Differentiate in that direction,
integrate in that direction.
So I’ve got all the information or the
things my mind could perhaps slip up on,
on the side here before
I start this question.
So let’s split this into 2.
U equals to 2X minus 1.
V' equals the sine of 3X.
This, we’re going to differentiate.
This, we’re going to integrate
to get your u' and v.
U' gives me 2 and v gives me --
remember we are integrating that,
so sine integrates to minus cos.
So that’s going to go to minus
cos 3X and when you integrate,
you divide by the differential.
We put this all into the formula.
So you have u times v from here firstly.
You multiply u with v to give you minus
and we just put this minus on the outside
and then I have 2x minus 1
multiplied by cos of 3x over 3,
minus the integral of vdu dx
So, the integral of those two terms here.
So if I do u' first, I’ve got 2
multiplied by -cos of 3x over 3, dx.
Again, look at your integral,
that’s looking good.
We have only one function of X.
There are few things we
need to tidy up before,
but the good news is, that there is just
1 function of X which we can deal with.
So, you can move that 3 here.
So we can re-write this as minus 2x
minus 1 over 3 multiplied by cos of 3x.
There is no reason you need to
do that, but 3 can stay anywhere,
it’s dividing that entire term.
Let’s take this 2 over
3 out of the integral
or let’s do this minus and a minus first.
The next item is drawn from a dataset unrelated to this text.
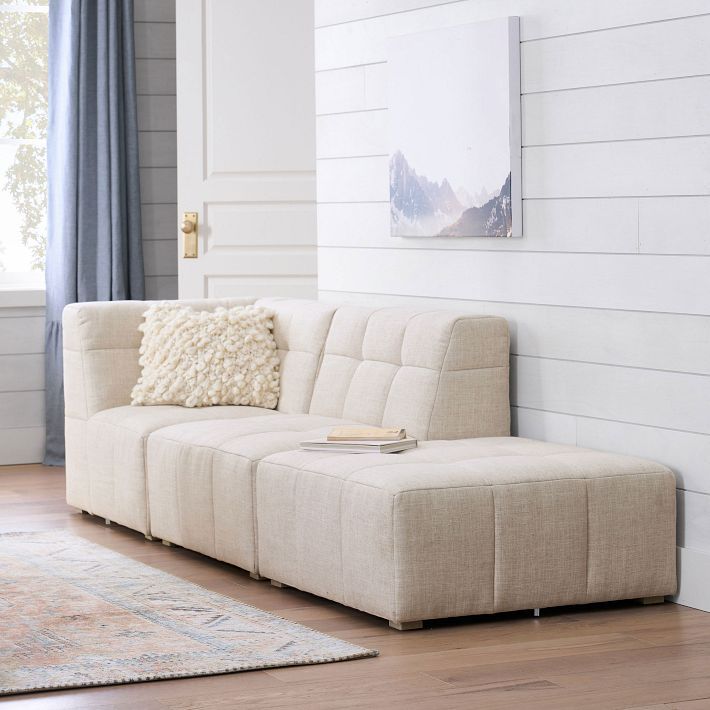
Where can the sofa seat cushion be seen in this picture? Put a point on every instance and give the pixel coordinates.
(473, 526)
(116, 454)
(201, 480)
So, let’s do the plus and out of the
integral, we are also taking 2 over 3 out,
leaving us with just the
integral of cos 3X.
So it’s easy as you can make it
before you start to integrate.
So I’ve done minus times a minus
to give me a plus, this sign here.
And then, I’ve also taken this 2 and 3 out.
So, 2 is multiplying
here and dividing there.
So I’ve written as a fraction 2 over 3.
Now, I just need to integrate.
If I re-write this as
minus 2x minus 1 over 3,
cos of 3x not much more I
can do on the outside.
We got a plus 2 over 3 here.
I’m integrating cos of 3x,
so cos integrates to sine.
But remember, do this 1
step at a time firstly.
You have sine of 3x and then divide
it by the differential which is 3.
And then once I’ve multiplied
it through, I’ll add my plus C.
So this gives me minus 2x
minus 1 over 3, cos of 3X.
These 2 numbers can
multiply at the bottom,
so that gives me plus 2 over 9,
sine of 3X plus C.